Am i doing it right? Algorithm challenge 2

Am i doing it right? Algorithm challenge 2
0

#1

Hey there,

I’m at the algorithm challenges and I love them!
but at the second one I feel like i cheated a little
(https://www.freecodecamp.org/challenges/factorialize-a-number)
I got everything right except for the last one, if you type 0 it should return 1, doesn’t make sense cause multiply anything with zero you’ll get zero.

so I just typed an if/else statement but I’m not sure if it’s the right way to go.


function factorialize(num) {
  
  var factorArray = [];
 for(var i = 1 ; i < num ; i++){
    factorArray.push(i);
    }

  for(var j = 1 ; j < factorArray.length ; j++){
  num = num * factorArray[j];
  }
  
  if(num >= 1){
    return num;
  }
  else{
    return 1;
  }
  
  return num;
}

factorialize(0);

can anyone tell me if I’m doing it right?

thnks!


#2

The factorial of 0 is a special case, and is defined to be equal to 1. And when you have to code a special case, you’d usually use an if-block for that.

You can think of factorials as the number of ways to arrange n distinct items. If you have 3 items, there are six different arrangements. If you have one item, there is only one arrangement. If there are zero items to arrange, there is one arrangement (the no-arrangement arrangement, if that makes sense).

Here’s more about zero factorial:


#3

This is much more internering than i thought. Also makes my brain melt a little bit. So I didn’t do really well then with my code.

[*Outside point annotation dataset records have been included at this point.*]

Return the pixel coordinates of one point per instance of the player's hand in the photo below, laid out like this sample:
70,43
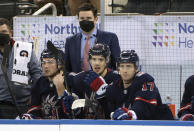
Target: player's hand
95,82
67,102
58,79
27,116
123,114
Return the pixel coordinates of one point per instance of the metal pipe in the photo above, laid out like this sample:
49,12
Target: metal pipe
45,7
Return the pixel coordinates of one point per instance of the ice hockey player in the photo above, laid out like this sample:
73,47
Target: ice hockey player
134,96
50,100
186,112
99,57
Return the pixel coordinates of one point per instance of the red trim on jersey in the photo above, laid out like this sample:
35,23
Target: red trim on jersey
187,106
152,101
33,108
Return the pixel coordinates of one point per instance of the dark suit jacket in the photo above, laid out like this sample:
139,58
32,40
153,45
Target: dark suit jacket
73,49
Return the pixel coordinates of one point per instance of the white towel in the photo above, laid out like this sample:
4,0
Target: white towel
22,55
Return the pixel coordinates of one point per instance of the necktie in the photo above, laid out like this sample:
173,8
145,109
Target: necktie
85,65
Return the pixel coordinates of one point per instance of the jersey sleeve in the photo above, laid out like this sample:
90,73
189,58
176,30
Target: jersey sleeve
35,106
146,101
186,99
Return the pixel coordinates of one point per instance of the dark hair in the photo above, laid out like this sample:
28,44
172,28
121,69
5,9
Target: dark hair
6,22
87,7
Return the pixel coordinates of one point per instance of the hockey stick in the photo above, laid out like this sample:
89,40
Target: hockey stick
5,61
56,52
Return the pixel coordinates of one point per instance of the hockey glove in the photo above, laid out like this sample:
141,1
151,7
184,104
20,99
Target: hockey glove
187,117
123,114
95,82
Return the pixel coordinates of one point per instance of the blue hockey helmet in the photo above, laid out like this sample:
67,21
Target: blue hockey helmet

Do you have a small example on how to do it?


#4

You could compute for the factorial without using arrays and uses only one for-loop, like

function factorialize(num) {
  // You could save a lot of computation by dealing with the special case first.
  if (num === 0) {
    return 1;
  }

  var product = 1;
  for (var i = 1; i <= num; i++) {
    // short for `product = product * i;`
    product *= i;
  }

  return product;
}

#5

That is a lot easier, glad I wasn’t to far off :grinning: thanks man!